Wenn sich der Antrag an diese Personengruppen richtet, müsste er konsequenterweise
auch entsprechend einfacher und verständlicher formuliert sein. In vielen Fällen werden
die angesprochenen Antragsteller die Fragen oder Antwortmöglichkeiten nicht verstehen.
Umgehen mit dem Instrument und der Kostenzusage

Wenn Menschen schon bei Erstellung des Hilfeplanes in Einrichtungen sind, ist es
notwendig (besonders für kleinere Einrichtungen) eine sofortige Kostenzusage zu
geben, und wenn sie auch nur vorläufig oder befristet sein mag. Bei der langen Dauer
der Bearbeitung der Anträge ist sonst eine unzumutbare finanzielle Belastung der
Einrichtungen die Folge.

Es ist irritierend und verunsichernd, wenn offensichtlich auf Grund mangelnder oder nicht
ausreichender Schulung der LVR-Mitarbeiter die Handhabung der Kostenzusagen sehr
unterschiedlich erfolgt. Auch Informationen und Auskünfte sowohl von Mitarbeitern einer
Ebene als auch auf unterschiedlichen Ebenen widersprechen sich häufig, der
Informationsstand der LVR-Mitarbeiter ist höchst unterschiedlich. Bei den
Sachbearbeitern wäre ein gleicher Kenntnisstand und gleiche Beurteilungskriterien
wünschenswert.
Dies trifft auch zu für Mitarbeiter von LVR-Kliniken. Hier ist festzustellen, dass teilweise
die Erstellung von (zusätzlichen) Sozialberichten von Vorgesetzten regelrecht verboten
werden, obwohl hierfür keinerlei Grundlage im Hilfeplanverfahren besteht.
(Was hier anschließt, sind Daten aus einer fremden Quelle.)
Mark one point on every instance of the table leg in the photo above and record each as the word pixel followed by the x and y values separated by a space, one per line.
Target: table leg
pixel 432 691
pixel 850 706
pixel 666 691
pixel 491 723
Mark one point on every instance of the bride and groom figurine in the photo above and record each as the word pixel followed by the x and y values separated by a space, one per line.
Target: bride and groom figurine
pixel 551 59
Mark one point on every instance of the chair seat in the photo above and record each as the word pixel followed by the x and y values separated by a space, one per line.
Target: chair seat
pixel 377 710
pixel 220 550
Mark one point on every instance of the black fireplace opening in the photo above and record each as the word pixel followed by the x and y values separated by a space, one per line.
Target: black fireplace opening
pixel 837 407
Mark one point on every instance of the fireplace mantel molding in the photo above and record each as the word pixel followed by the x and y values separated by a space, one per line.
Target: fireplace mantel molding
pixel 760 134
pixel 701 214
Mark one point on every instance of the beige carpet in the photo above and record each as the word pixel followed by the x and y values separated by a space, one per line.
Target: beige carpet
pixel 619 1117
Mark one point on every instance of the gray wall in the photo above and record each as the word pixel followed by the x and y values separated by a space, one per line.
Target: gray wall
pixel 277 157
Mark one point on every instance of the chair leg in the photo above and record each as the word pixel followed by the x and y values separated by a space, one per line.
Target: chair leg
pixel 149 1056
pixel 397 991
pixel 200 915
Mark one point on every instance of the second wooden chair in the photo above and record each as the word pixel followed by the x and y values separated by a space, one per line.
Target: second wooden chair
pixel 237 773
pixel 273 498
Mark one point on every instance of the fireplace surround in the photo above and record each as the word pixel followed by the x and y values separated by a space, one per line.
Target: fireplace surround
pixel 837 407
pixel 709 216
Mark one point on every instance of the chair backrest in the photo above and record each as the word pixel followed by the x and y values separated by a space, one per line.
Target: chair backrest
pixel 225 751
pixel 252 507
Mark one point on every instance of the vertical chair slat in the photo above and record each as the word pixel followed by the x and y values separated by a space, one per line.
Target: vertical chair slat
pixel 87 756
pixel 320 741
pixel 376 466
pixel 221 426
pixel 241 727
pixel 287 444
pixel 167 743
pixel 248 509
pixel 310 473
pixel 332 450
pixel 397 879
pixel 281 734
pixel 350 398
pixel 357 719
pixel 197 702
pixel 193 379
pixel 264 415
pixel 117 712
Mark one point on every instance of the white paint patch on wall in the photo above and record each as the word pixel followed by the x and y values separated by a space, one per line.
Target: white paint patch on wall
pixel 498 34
Möglicherweise liegt hier eine Verwechslung mit den Entwicklungsberichten vor, die
durch das Hilfeplanverfahren ersetzt wurden.

Zum Wegfall der Entwicklungsberichte muss gesagt werden, dass die Erstellung des
Hilfeplanes für diese kein Ersatz sein kann, da diese in aller Regel wesentlich
aussagekräftiger sind und ein besseres Bild von den erforderlichen Hilfen für einen
Menschen und über seine Vorstellungen ergeben können.

Die Teilnehmer der AG befürchten, dass der geplante Abbau stationärer Plätze
zugunsten von ambulanten Plätzen und das damit verbundene Ziel der Kostendämpfung
eher zu Verunsicherungen auf der Seite der Betroffenen und zu Einschränkungen des
Behandlungsangebotes als zu den geplanten Kosteneinsparungen führt.